Upton Kristen, Meyers Matthew, Thorsell Ann-Gerd, Karlberg Tobias, Holechek Jacob, Lease Robert, Schey Garrett, Wolf Emily, Lucente Adrianna, Schüler Herwig, Ferraris Dana
McDaniel College, 2 College Hill, Westminster, MD 21157, United States.
Karolinska Institutet, Department of Medical Biochemistry and Biophysics, Scheeles väg 2, S-17177 Stockholm, Sweden.
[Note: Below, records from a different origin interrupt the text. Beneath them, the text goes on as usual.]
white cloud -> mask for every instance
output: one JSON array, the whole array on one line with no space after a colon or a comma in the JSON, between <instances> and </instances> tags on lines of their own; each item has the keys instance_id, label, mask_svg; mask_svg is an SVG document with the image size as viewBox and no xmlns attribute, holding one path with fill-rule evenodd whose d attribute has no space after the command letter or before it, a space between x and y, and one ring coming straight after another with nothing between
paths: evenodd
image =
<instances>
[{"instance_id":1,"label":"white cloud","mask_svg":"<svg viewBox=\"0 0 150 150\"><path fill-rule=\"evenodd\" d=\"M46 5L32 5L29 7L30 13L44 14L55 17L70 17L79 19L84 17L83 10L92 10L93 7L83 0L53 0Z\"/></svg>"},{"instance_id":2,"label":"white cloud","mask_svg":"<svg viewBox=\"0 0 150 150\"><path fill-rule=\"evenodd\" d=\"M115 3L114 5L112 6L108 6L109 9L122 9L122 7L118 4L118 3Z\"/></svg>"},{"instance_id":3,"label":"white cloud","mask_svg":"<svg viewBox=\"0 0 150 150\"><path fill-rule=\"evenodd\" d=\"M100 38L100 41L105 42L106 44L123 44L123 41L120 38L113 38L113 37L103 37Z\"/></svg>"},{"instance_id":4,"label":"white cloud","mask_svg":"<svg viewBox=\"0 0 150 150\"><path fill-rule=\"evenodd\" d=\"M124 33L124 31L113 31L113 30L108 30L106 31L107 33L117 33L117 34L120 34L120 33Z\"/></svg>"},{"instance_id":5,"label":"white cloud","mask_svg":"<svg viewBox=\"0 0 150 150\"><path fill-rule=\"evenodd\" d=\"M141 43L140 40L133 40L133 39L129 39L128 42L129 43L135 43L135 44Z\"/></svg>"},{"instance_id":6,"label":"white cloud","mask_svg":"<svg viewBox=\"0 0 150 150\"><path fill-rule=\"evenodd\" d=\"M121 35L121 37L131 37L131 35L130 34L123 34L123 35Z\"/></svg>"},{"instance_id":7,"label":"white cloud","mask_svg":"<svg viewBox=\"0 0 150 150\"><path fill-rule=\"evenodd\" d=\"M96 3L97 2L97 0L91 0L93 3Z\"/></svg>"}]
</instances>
Bioorg Med Chem Lett. 2017 Jul 1;27(13):2907-2911. doi: 10.1016/j.bmcl.2017.04.089. Epub 2017 Apr 29.
A series of (Z)-4-(3-carbamoylphenylamino)-4-oxobut-2-enyl amides were synthesized and tested for their ability to inhibit the mono-(ADP-ribosyl)transferase, PARP14 (a.k.a. BAL-2; ARTD-8). Two synthetic routes were established for this series and several compounds were identified as sub-micromolar inhibitors of PARP14, the most potent of which was compound 4t, IC=160nM. Furthermore, profiling other members of this series identified compounds with >20-fold selectivity over PARP5a/TNKS1, and modest selectivity over PARP10, a closely related mono-(ADP-ribosyl)transferase.
合成了一系列(Z)-4-(3-氨甲酰基苯基氨基)-4-氧代丁-2-烯酰胺,并测试了它们抑制单(ADP-核糖基)转移酶PARP14(又名BAL-2;ARTD-8)的能力。为该系列化合物建立了两条合成路线,并鉴定出几种化合物为PARP14的亚微摩尔抑制剂,其中最有效的是化合物4t,IC=160 nM。此外,对该系列其他成员进行分析,鉴定出对PARP5a/TNKS1具有>20倍选择性、对密切相关的单(ADP-核糖基)转移酶PARP10具有适度选择性的化合物。